I think we’re about the same as far as coding skill, but I will say, there is an excellent Arduino library for midi. When I use that name, I mostly refer to the ecosystem of libraries that handle all manner of motors, LEDs, sensors, etc, rather than the branded devices. Teensy and ESP32 can be programmed in that environment by installing an addon to the arduino IDE, and from there, a lot of people can indeed custom build the control panel of their dreams, more or less, if they’re willing to invest a weekend of work, or indeed, a few AI tokens.
I have always predicted that LLMs will be great at task-level coding. I… judge, but I also acknowledge the utility.
I support LLM usage that doesn’t involve making yourself quite literally into the “This Is Fine” meme. IE. runs on your local hardware, not some datacentre that is killing crops and turning tap water brown somewhere in the midwest USA. This is quite a realistic goal. No more difficult than cloning Super Mario Bros on a C64.
Some time ago, there were production managers in the automotive industry who saw it exactly that way. As a result, production volume took precedence over security. This, in turn, led to poorly patched, outdated production computers bringing entire global corporate networks to a standstill.
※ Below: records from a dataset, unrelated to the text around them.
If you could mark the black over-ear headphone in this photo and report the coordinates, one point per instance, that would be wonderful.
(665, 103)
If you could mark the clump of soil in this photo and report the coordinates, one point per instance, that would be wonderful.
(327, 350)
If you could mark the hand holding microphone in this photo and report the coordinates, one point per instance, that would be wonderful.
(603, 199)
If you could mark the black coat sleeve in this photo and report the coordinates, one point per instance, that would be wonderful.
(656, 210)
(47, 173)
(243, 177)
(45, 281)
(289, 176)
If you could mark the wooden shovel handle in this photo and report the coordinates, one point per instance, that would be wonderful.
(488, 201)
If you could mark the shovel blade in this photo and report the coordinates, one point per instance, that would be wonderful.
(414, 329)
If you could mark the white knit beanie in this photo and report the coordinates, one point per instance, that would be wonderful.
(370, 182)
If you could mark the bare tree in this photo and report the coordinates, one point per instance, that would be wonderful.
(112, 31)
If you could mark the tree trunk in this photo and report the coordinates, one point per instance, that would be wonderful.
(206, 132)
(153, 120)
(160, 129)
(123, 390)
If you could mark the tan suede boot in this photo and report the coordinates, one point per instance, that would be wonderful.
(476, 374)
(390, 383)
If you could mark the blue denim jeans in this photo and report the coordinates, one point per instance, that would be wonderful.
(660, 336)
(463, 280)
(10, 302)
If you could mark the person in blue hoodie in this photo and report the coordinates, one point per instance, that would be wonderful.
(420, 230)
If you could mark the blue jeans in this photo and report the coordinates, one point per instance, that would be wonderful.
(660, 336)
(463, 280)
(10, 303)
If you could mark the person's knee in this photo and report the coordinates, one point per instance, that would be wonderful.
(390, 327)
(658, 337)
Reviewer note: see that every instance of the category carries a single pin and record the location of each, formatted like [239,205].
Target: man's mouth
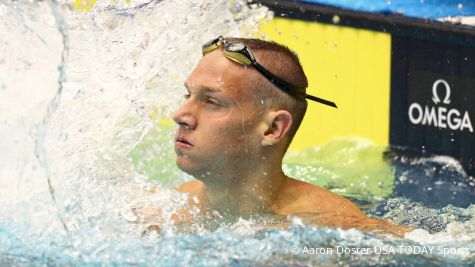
[180,141]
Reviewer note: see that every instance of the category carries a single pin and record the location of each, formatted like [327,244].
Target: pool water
[86,153]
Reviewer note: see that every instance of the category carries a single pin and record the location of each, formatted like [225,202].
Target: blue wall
[411,8]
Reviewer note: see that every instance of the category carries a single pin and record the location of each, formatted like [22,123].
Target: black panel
[416,66]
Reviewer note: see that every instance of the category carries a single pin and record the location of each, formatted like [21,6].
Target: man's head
[233,115]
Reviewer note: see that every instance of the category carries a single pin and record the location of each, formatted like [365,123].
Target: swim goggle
[240,53]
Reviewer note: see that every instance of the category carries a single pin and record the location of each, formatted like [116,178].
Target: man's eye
[211,101]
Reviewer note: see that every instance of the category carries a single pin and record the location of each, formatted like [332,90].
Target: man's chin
[198,171]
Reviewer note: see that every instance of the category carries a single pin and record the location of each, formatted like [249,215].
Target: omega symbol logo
[435,95]
[440,116]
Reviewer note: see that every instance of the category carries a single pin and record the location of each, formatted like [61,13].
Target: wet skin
[233,147]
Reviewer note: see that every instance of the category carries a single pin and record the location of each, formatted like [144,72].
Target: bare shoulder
[302,197]
[193,187]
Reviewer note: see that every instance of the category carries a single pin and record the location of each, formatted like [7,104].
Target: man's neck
[243,196]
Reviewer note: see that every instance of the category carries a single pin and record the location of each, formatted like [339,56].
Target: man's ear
[278,125]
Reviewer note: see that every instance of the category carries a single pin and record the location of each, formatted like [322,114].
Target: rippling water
[85,102]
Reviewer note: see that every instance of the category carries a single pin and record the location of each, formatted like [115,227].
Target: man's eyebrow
[204,88]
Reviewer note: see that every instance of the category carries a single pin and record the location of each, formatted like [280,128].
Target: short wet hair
[284,63]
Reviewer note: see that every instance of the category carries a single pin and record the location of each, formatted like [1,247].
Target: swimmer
[245,101]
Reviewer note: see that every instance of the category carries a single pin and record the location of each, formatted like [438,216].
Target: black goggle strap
[212,45]
[244,56]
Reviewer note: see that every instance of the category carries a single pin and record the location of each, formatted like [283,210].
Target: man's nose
[185,116]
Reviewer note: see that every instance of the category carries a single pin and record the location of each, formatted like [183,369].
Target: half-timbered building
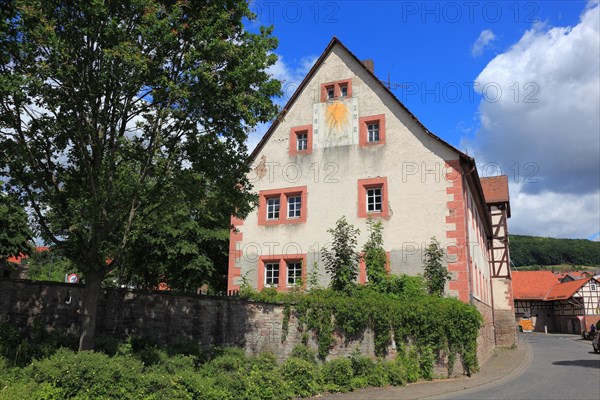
[553,306]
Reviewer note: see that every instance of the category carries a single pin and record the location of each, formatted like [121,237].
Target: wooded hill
[535,250]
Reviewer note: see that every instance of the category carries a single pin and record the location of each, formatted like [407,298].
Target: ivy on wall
[430,325]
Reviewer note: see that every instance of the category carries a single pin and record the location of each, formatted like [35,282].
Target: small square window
[294,206]
[294,273]
[273,208]
[271,274]
[373,132]
[302,141]
[374,200]
[343,90]
[330,93]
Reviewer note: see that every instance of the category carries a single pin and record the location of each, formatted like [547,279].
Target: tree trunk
[87,340]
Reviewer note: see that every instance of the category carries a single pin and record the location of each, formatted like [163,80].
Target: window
[330,93]
[281,271]
[273,208]
[300,140]
[374,200]
[294,206]
[272,274]
[282,206]
[343,90]
[294,273]
[371,130]
[336,90]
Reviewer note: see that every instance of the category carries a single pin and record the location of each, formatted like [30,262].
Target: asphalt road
[562,368]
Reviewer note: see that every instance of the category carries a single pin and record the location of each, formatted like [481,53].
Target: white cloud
[290,76]
[554,214]
[543,129]
[485,38]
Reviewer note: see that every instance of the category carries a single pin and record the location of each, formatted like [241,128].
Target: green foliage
[109,136]
[96,372]
[431,324]
[313,277]
[410,363]
[15,233]
[302,376]
[436,273]
[49,266]
[534,250]
[20,348]
[305,353]
[337,375]
[341,261]
[374,254]
[139,368]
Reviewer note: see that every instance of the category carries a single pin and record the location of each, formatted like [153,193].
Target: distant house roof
[573,275]
[532,285]
[565,290]
[18,259]
[495,190]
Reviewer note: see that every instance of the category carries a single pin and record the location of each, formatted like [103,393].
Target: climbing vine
[444,326]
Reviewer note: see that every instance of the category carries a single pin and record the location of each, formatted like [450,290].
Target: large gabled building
[344,145]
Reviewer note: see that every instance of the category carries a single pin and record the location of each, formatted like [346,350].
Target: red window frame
[282,259]
[336,89]
[293,148]
[363,137]
[363,185]
[283,195]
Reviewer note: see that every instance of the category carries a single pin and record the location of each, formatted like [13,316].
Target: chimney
[370,65]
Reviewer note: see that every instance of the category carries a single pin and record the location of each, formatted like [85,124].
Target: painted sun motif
[337,116]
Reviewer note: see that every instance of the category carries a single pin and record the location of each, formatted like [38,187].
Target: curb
[513,374]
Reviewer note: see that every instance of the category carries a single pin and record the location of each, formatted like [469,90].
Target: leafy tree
[341,261]
[436,273]
[111,110]
[15,233]
[49,266]
[374,254]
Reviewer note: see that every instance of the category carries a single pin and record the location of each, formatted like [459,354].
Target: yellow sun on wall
[337,115]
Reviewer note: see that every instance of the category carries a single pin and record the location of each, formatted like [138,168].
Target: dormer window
[343,90]
[330,93]
[336,90]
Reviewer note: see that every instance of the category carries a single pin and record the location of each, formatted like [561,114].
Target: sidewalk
[504,365]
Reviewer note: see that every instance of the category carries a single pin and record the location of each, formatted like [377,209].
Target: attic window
[343,90]
[336,90]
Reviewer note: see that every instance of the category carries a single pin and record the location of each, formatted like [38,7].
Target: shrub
[337,375]
[395,372]
[361,365]
[426,362]
[410,363]
[302,376]
[94,374]
[305,353]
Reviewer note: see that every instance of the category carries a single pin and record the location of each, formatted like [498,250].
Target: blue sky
[439,52]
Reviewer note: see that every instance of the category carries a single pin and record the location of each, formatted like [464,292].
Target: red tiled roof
[532,285]
[566,289]
[18,259]
[495,189]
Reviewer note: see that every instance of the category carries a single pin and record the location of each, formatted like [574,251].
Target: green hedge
[229,375]
[435,326]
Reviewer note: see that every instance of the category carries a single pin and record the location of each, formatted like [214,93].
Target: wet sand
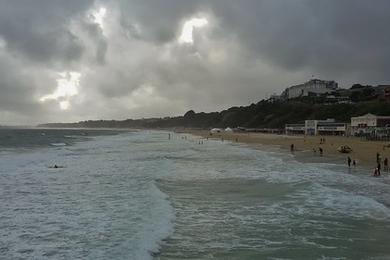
[364,152]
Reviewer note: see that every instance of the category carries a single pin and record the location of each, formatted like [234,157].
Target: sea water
[143,195]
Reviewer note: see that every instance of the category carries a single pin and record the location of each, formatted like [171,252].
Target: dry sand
[364,152]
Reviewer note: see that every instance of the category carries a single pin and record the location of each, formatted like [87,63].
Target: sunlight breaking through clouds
[98,16]
[188,29]
[67,85]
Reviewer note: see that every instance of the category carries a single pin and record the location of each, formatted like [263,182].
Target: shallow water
[141,196]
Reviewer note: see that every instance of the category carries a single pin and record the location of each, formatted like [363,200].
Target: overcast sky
[71,60]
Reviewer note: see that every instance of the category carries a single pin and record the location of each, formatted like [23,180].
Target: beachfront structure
[326,127]
[312,87]
[295,129]
[370,124]
[318,127]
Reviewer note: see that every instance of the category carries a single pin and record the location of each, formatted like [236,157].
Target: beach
[364,152]
[157,195]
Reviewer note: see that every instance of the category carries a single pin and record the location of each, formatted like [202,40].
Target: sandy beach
[364,152]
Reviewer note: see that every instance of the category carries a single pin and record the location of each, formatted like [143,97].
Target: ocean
[140,195]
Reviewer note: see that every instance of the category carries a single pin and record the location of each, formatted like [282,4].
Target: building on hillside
[318,127]
[312,87]
[295,129]
[370,124]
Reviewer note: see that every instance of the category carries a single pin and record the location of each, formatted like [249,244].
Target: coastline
[364,152]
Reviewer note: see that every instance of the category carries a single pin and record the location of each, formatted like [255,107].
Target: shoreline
[364,152]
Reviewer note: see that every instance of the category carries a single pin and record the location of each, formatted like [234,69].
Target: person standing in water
[349,161]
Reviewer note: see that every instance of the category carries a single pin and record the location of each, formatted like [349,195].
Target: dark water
[140,195]
[40,137]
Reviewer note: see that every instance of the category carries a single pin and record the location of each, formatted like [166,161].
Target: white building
[318,127]
[369,124]
[312,87]
[326,127]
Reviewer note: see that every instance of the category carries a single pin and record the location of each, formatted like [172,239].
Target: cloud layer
[132,60]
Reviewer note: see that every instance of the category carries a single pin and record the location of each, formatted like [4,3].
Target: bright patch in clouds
[98,16]
[67,85]
[188,28]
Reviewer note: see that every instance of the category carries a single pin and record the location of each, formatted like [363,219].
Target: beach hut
[215,130]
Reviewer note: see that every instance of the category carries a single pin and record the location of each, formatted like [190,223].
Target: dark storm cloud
[134,66]
[38,29]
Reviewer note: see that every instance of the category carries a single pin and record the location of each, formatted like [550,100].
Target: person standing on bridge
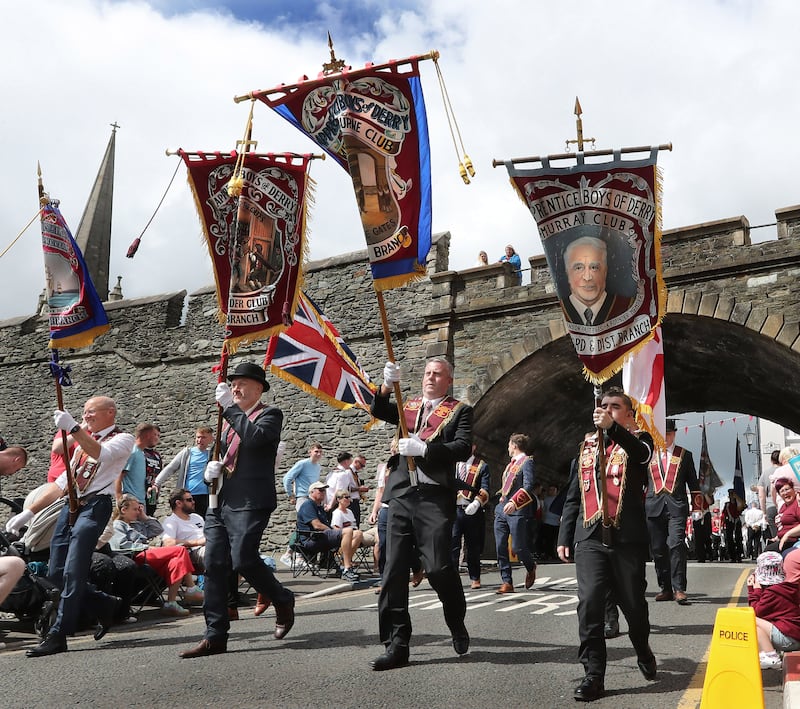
[620,564]
[421,511]
[667,507]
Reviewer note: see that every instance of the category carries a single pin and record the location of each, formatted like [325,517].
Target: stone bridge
[731,343]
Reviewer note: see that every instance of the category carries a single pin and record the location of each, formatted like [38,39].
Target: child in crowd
[775,602]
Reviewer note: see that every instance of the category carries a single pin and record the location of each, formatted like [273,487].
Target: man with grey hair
[586,263]
[422,505]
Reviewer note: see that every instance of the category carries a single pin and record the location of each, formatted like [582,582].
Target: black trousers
[622,569]
[420,520]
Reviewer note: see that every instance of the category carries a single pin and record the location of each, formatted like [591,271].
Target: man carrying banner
[102,450]
[247,498]
[619,565]
[667,507]
[422,514]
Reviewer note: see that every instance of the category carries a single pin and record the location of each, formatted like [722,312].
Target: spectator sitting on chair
[185,528]
[171,563]
[317,535]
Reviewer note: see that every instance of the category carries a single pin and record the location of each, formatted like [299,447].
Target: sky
[715,78]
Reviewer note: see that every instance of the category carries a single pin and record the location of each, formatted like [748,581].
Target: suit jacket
[251,486]
[452,445]
[613,306]
[523,480]
[632,523]
[677,503]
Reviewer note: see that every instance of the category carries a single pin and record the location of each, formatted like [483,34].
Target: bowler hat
[249,370]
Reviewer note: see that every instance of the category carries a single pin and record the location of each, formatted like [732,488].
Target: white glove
[17,522]
[472,507]
[413,446]
[279,453]
[64,420]
[223,395]
[213,471]
[391,374]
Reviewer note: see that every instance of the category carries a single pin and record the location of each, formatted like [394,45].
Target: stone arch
[735,357]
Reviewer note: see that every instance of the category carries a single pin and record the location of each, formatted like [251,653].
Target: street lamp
[749,437]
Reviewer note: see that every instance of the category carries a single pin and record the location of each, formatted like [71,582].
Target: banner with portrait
[373,123]
[75,312]
[600,227]
[256,241]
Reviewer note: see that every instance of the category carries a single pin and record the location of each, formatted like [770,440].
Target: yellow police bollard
[733,675]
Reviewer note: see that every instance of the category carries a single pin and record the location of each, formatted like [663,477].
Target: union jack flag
[312,355]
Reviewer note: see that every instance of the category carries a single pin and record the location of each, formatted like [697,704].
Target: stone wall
[156,361]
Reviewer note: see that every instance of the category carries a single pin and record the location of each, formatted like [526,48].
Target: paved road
[523,653]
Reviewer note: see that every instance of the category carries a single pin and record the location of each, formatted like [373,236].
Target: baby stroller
[34,599]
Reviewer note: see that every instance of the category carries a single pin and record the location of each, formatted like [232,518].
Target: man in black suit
[619,563]
[422,506]
[667,508]
[246,499]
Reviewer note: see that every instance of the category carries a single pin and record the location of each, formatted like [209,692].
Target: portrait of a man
[589,302]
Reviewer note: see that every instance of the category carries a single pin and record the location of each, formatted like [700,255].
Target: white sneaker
[173,609]
[769,660]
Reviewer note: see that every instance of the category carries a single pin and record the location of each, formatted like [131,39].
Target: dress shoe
[390,660]
[106,619]
[590,689]
[51,645]
[262,603]
[648,667]
[681,598]
[461,640]
[284,619]
[206,647]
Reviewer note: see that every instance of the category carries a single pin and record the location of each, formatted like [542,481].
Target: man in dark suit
[514,512]
[619,562]
[589,303]
[246,498]
[667,508]
[422,506]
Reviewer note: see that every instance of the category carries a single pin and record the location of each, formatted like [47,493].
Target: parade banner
[256,242]
[643,381]
[600,227]
[373,123]
[76,315]
[312,355]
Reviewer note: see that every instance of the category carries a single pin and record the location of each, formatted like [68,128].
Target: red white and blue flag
[312,355]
The moral of the story? If you can implement security measures at a reasonable cost, you’d better do it before the lack of these measures results in a disproportionate amount of work…
This is not the case with zynthian.
Ayway, currently zynthian security starts with the password. How many of you have changed the default password in your devices?
The current Debian version is Bookworm, the Debian 12 life cycle encompasses five years: the initial three years of full Debian support, until June 10th, 2026, and two years of Long Term Support (LTS), until June 30th, 2028.